インターネットのアドレスを支配する、DNSサーバのソフトウェアに脆弱性。

インターネット上のアドレスは、DNSサーバと言われるマシンが管理しています。DNSサーバはURLをIPアドレスに、IPアドレスをURLに紐付ける重要な役割になっており、例えば

173.194.117.191と、ブラウザのアドレスに入れても、

https://www.google.co.jp/と、ブラウザのアドレスに入れても同一のサイトにアクセスできるのは、このDNSサーバのお陰です。

 

このDNSサーバですが、ISC(インターネット・システムズ・コンソーシアム)と言われるアメリカのNPOが開発したBINDと言われるソフトウェアが数多く使われています。

BIND

BIND(バインド、Berkeley Internet Name Domain、以前の呼名はBerkeley Internet Name Daemon)はインターネットでもっとも利用されているDNSサーバである。UNIXライクなシステムにおいては特にその傾向が著しい。ISCによってサポートされているが、元はポール・ヴィクシーがDECに在籍中の1988年に作り上げたソフトウェアである。

(Wikipedia)

BINDは世界中のインターネット網を支える中枢とも言えるソフトウェアであり、このソフトの脆弱性はインターネットの脆弱性とも言えます。

 

9月4日にJVN(Japan Vulnerability Notes)が公開した脆弱性は、このBINDに関するものでした。

JVNVU#91383623 ISC BIND 9 に複数の脆弱性
緊急
ISC BIND 9 には、サービス運用妨害 (DoS) 攻撃の要因となる複数の脆弱性が存在します。

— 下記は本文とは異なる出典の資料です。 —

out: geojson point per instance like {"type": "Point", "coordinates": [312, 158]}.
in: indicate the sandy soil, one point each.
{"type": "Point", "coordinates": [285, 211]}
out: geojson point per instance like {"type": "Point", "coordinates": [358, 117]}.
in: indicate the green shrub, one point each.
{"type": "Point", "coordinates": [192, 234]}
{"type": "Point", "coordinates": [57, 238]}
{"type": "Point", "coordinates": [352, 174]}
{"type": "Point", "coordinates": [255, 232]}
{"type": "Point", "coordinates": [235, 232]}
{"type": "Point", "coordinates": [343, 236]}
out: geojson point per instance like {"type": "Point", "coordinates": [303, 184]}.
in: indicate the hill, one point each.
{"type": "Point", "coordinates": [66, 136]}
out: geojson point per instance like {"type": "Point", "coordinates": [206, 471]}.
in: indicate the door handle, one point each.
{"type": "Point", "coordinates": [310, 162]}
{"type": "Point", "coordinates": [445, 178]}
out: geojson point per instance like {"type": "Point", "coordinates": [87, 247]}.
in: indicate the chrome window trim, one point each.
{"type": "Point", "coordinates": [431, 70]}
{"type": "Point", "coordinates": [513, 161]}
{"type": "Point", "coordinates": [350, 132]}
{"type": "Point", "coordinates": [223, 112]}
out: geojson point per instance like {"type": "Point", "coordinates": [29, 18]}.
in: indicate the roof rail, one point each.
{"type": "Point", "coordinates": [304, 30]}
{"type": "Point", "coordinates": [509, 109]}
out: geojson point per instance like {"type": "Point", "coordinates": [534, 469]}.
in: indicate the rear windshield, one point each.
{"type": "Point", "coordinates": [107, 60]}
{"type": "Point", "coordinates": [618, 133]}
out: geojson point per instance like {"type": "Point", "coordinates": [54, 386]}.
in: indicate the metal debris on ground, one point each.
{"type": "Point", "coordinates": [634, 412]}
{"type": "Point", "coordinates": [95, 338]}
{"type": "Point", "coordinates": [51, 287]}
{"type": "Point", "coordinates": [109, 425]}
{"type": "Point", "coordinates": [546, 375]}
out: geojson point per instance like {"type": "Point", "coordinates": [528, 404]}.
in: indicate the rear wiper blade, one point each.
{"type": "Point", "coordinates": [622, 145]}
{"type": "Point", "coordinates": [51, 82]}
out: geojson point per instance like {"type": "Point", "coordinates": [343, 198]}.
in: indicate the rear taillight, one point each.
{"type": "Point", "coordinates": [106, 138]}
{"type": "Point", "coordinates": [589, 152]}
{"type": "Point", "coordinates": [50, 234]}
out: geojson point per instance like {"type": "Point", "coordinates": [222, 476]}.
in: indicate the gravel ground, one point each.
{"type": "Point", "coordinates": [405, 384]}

インターネットは複数のサーバーが連結された状態のものであり、DNSが攻撃を受けると最悪、インターネットが使えなくなる恐れがあります。

また、インターネット上の通信は複数のサーバーを経由して行われるため、「自分のところだけ」対策を行っても、意味があまりありません。全世界で行われなければいけないものなのです。

 

アップデートをすれば、この脆弱性は塞ぐことができますが、サーバーの管理者がこれに対応するかは個別の対応に任されているため、大きな被害が出る可能性もあります。